An American officer in civilian clothes. It was Saturday night, after all.

“A pleasure to meet you, sir.” She shook his hand, but withheld her name.

Isabel Rosario Cooper came to the club in search of her brother, or rather his car. She needed Ben to drive her to the Manila Carnival.

Women didn’t come here because they didn’t watch boxing, so when she stepped inside the club, she’d grabbed everyone’s attention without trying. The men had erupted in whistles and cheers. The crowd had parted as she crossed the room. Just the way she liked it. She was born to part crowds—to turn heads. For an aspiring actress, every place was a stage.

Who knew MacArthur sat amid the boisterous horde? She read the note again. I can’t help but notice your gracious presence. I would love it if you can favor me with your company. Please join me for dinner at The Grand.

This time, the words made sense. Not a blunder on his part or a misinterpretation on hers. The message hit her like a jackpot—bigger than the Carnival Queen title that her best friend, Nenita, aimed for. He was the most important man in the Philippine Islands. He could open doors for her and her family.

She stopped herself from blurting out a yes!  She couldn’t afford to give herself away. Nothing compelled a man to pursue a woman more than her lack of interest.

“Who’s Douglas MacArthur?” She stood with the note in one hand and her silk purse in the other hand. Chin up and chest out, despite the sweat underneath her lace blouse. Her skirt squeezed her waist and constricted her breathing, but she’d worn it because it displayed her figure. The stifling humidity now made her regret her choice. Even the garter belt and stockings itched in such heat.

“You’ve never heard of Douglas MacArthur?” His eyes widened.

She shook her head. A saxophone wailed, distracting them both. They turned toward the elevated boxing ring—empty. Below it, a band warmed up.

Captain Marsh offered her a pack of Lucky Strike. “Care for a cigarette?”

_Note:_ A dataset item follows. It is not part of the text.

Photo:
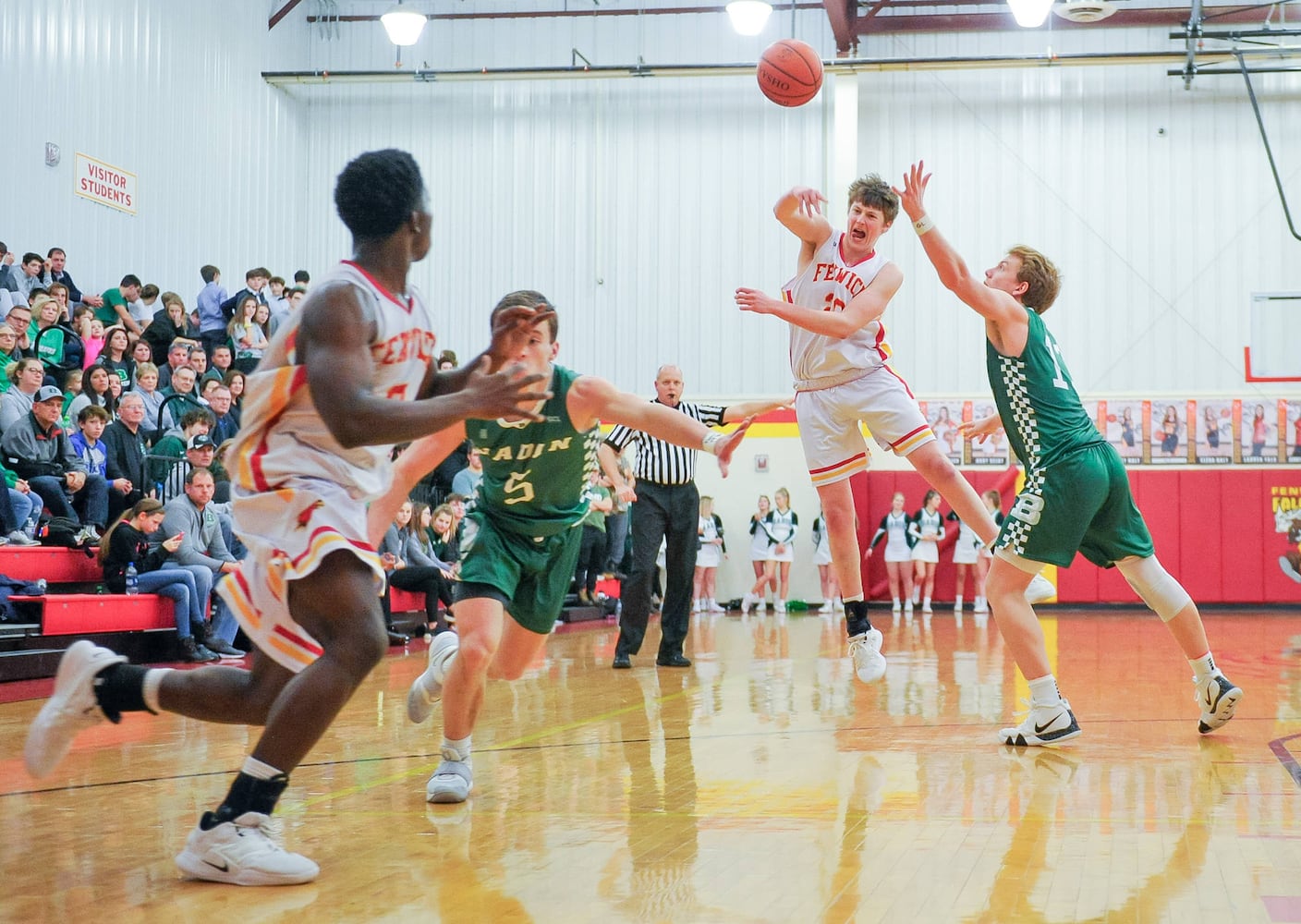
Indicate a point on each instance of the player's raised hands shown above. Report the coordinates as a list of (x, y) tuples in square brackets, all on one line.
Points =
[(509, 394), (729, 445), (914, 188), (979, 430), (810, 201)]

“Why, thank you.” She tucked her purse under her armpit and took one stick, which he lit with a lighter. They stood side by side, watching the band. 

“Do you see the gentleman in the middle?” He pointed at a table not far from the band.

“Yes.”

“That is Douglas MacArthur.”

The man stared at her while smoking a long-stemmed pipe, the bowl shaped like a corncob. He didn’t smile. The band played a jazz-style rendition of a Filipino folk song. The audience, packed ten deep, hooted and screamed for the fight to begin, but MacArthur didn’t even blink.

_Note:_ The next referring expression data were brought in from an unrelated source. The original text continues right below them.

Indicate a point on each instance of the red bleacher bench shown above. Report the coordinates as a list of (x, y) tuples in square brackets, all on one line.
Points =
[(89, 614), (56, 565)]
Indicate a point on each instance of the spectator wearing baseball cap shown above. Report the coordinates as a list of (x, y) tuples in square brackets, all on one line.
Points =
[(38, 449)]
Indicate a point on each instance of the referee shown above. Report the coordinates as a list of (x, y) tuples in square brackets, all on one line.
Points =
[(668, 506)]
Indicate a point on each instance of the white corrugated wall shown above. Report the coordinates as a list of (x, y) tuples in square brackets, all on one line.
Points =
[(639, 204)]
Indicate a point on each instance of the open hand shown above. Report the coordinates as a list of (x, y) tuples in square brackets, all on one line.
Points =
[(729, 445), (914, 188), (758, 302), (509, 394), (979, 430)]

She glanced at his note again before inserting it in her purse.  “This is nice. But I don’t know him.”

“It’s unbelievable. You really don’t know him?”

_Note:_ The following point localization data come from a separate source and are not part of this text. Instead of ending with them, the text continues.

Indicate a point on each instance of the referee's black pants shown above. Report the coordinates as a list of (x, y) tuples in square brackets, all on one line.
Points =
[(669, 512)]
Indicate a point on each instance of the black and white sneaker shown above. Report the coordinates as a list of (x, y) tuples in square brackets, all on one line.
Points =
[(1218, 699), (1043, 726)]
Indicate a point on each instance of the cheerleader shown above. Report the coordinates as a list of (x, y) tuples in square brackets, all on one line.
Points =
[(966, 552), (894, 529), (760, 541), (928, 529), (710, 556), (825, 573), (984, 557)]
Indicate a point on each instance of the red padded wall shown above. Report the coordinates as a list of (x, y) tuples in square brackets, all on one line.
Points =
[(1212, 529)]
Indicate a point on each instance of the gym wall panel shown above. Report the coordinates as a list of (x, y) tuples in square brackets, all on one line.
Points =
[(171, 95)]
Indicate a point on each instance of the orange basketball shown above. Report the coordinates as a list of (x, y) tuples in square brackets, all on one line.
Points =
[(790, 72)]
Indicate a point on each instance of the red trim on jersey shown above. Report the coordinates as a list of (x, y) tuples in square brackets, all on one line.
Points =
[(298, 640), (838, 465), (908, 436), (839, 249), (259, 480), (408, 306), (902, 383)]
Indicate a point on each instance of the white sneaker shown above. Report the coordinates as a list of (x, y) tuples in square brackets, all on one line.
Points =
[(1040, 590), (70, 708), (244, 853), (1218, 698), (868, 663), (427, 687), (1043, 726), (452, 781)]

She shook her head and shifted her weight to one hip.

“He’s the Big Cheese!”

She arched her eyebrow.

“Major General MacArthur is the most powerful American not just in the Philippines, but in Asia.”

She took a drag on her cigarette. “I know what big cheese means, thank you.”

MacArthur stood out in his expensive suit, slicked-back hair, and intimidating pipe, but he was as old as her father, if not older. His title was commander of the U.S. Army’s Philippine Division, though everyone treated him like a king.

He stared with a cool expression, pretending to be uninterested. The man was an actor. Perhaps they were not too different.